Luxury Condos with a Bonus Elementary School? Only in New York

NEW YORK — In a possible “have your cake and eat it too” moment, New York-based real estate holding, investment and asset management company Trinity Place Holdings Inc. (TPHI) announced that it’s entered into a construction loan in the amount of $189.5 million to finance the construction of a new mixed-use building to include luxury condos and — wait for it — a public elementary school.

Though groans about gentrification in the Big Apple echoed off the island of Manhattan into the surrounding boroughs years ago, the inclusion of an elementary school with the footprint of an approximately 300,000-square-foot Greenwich Street, Manhattan, address signals something of a sea change for the city’s approach to development — especially in Lower Manhattan, which continues to be one of the city’s premier development sites. The project also includes the adaptive reuse of the landmarked Robert and Anne Dickey House as well as 7,500 square feet of street level retail space and construction of a new handicapped accessible subway entrance on Trinity Place, in addition to the school and 90 luxury condominium homes.

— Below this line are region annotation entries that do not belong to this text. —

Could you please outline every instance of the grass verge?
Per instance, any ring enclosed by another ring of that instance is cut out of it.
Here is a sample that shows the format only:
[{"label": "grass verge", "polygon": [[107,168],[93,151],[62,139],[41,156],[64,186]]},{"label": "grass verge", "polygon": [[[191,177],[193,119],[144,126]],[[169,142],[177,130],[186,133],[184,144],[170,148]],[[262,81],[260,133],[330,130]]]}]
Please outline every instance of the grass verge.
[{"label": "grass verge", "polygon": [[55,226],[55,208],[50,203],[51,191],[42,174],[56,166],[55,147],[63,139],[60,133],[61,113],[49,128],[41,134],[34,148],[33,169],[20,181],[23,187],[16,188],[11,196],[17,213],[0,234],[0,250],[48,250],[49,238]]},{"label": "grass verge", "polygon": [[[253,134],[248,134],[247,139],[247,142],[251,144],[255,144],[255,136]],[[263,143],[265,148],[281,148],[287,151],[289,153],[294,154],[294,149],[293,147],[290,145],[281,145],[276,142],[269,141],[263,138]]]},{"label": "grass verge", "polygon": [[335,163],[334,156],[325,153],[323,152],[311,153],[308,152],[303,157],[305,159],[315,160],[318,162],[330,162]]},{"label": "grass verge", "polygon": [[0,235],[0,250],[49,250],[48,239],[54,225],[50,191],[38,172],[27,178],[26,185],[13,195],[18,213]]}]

TPHI and New York City School Construction Authority (SCA) entered into an agreement that provides for the design and construction of the core and shell of a pre-kindergarten through 5th grade school. The elementary school will occupy the first eight floors of the project, including the landmarked Dickey House, “a Federal-style mansion built from 1809 to 1810, making it one of the city’s oldest houses, even predating the New York City street grid of 1811,” according to the blog Ephemeral New York, which chronicles the changing face of the city.

TPHI invests in, manages, develops and/or redevelops real estate assets beyond New York City. It also owns a shopping center in West Palm Beach, Fla., and big box retail locations in Paramus, N.J., as well as a 50 percent interest in The Berkley, a multifamily property located in Brooklyn’s Williamsburg.

“Under this agreement, the SCA will purchase a condominium interest in the project and at substantial completion will finish the interior construction,” a TPHI spokesperson indicated in a statement.

To that end, the planned condominium homes, along with the subway improvements, are likewise scheduled to be completed by 2020.